Constitutional balance needs to be restored - GulfToday

Constitutional balance needs to be restored

BRP Bhaskar


Indian journalist with over 50 years of newspaper, news agency and television experience.

Indian journalist with over 50 years of newspaper, news agency and television experience.


The changes made by the Supreme Court are far more momentous than most of those made by the Executive and Parliament.

India enters its 74th year as a democratic republic on Thursday. The 1950 Constitution vested in Parliament the power to make changes in it. The only condition it set was that the two houses of Parliament must approve the proposed changes by a two-thirds majority. A law providing for a certain kind of change will take effect only after half the states give their consent to it.

When petitioners raised questions about Parliament’s power to amend the Constitution, the Supreme Court affirmed it was unfettered.

In 1967, that situation changed. In what is known as the Golaknath case, 11 learned judges of the apex court, by a 6-5 verdict, ruled that constitutional amendments were no different from other amendments, overlooking the fact that the Constituent Assembly had made different and more difficult provisions for them. With this interpretation of the relevant article, the right to have the final word on the Constitution shifted from the Executive and Parliament to the Judiciary.

Going one step further the Supreme Court declared that Parliament had no right to amend Part III of the Constitution which enumerates the fundamental rights of the citizens.

Was it a mere coincidence that the change in the Judiciary’s thinking came after the Executive and Parliament weakened with the passing of the stalwarts of the freedom struggle, particularly Prime Minister Jawaharlal Nehru? May be or may not be.

When the courts struck down reservations for the backward castes, which was in force in some states since pre-Independence days, as violative of the equality provisions of the Constitution, the Nehru government quickly reversed the situation through an amendment. While the Congress was able to retain power at the Centre in the 1967 elections, the first after Nehru’s death, it did not command the two-thirds majority needed to amend the Constitution.

In the 1973 Kesavananda Bharati case, the Supreme Court modified its position slightly. It conceded Parliament’s right to amend any part of the Constitution but said the changes should not alter its basic character. This judgment came after the position of the Executive and Parliament improved following Prime Minister Indira Gandhi’s massive victory in the 1971 Lok Sabha elections.

But what exactly is the basic structure of the Constitution? That remains unexplained, leaving room for the court to define as and when occasion demands. In a daring attempt to tame the judiciary, Mrs Gandhi got the President to appoint AN Ray as the Chief Justice of India, superseding three judges. Those whose seniority was overlooked, resigned.

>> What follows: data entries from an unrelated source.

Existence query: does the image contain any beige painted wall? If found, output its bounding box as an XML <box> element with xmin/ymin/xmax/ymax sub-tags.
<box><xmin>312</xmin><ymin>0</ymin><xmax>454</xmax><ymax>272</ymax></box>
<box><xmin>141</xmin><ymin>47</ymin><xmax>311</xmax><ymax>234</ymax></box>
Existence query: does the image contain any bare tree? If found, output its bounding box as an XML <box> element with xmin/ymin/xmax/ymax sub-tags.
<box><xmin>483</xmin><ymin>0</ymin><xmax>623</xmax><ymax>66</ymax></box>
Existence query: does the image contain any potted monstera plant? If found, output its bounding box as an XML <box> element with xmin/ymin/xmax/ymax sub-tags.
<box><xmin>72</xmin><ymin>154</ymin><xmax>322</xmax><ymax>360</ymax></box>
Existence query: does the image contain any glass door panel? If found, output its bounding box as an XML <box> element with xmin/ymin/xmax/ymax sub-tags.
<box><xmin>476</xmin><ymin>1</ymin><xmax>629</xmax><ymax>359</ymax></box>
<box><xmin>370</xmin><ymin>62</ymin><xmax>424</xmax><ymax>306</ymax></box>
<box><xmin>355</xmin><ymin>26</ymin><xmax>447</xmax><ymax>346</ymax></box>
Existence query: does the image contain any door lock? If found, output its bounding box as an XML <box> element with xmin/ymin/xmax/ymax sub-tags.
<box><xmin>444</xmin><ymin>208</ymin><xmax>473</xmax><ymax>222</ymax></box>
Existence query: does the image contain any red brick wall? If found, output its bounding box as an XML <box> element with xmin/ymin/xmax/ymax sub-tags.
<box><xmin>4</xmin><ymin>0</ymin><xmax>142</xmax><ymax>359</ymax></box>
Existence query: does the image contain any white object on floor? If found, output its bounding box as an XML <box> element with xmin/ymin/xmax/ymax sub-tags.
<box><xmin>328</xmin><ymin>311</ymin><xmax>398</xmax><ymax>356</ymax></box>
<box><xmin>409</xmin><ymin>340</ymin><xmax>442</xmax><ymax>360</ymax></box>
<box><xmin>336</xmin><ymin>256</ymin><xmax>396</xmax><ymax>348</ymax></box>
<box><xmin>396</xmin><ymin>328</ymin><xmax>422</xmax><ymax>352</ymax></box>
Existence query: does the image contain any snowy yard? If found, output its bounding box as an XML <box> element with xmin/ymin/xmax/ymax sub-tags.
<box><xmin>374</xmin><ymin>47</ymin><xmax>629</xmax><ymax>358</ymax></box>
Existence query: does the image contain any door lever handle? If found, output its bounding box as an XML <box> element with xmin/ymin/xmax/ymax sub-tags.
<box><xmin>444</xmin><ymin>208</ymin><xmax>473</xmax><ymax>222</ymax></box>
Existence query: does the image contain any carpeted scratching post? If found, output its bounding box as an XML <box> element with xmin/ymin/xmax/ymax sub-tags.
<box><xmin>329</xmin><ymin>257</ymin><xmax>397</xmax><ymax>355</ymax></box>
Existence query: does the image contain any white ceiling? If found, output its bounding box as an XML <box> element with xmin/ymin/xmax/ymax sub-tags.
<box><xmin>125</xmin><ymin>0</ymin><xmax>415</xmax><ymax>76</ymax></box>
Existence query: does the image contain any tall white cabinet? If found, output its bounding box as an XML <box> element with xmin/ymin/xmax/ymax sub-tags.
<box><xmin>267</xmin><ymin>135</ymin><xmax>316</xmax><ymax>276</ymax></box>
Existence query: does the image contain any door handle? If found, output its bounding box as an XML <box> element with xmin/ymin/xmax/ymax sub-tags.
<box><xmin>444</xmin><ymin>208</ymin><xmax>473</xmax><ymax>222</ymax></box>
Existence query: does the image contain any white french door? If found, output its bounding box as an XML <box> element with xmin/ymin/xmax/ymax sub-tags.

Initially the tussle between the Executive and the Judiciary was widely seen merely as an attempt by Indira Gandhi to control the Judiciary. The Opposition parties did not, therefore, make common cause with her. They remained passive spectators when the Judiciary altered the constitutional balance in its favour.

Thanks to the practice of numbering constitutional amendments passed by Parliament, we have a clear count of them. The last one, passed by Parliament in August 2021, was the 105th. How many changes has the Supreme Court made in the Constitution in the process of exercising its exclusive right to interpret its provisions? No one knows for sure as no one is a keeping a count.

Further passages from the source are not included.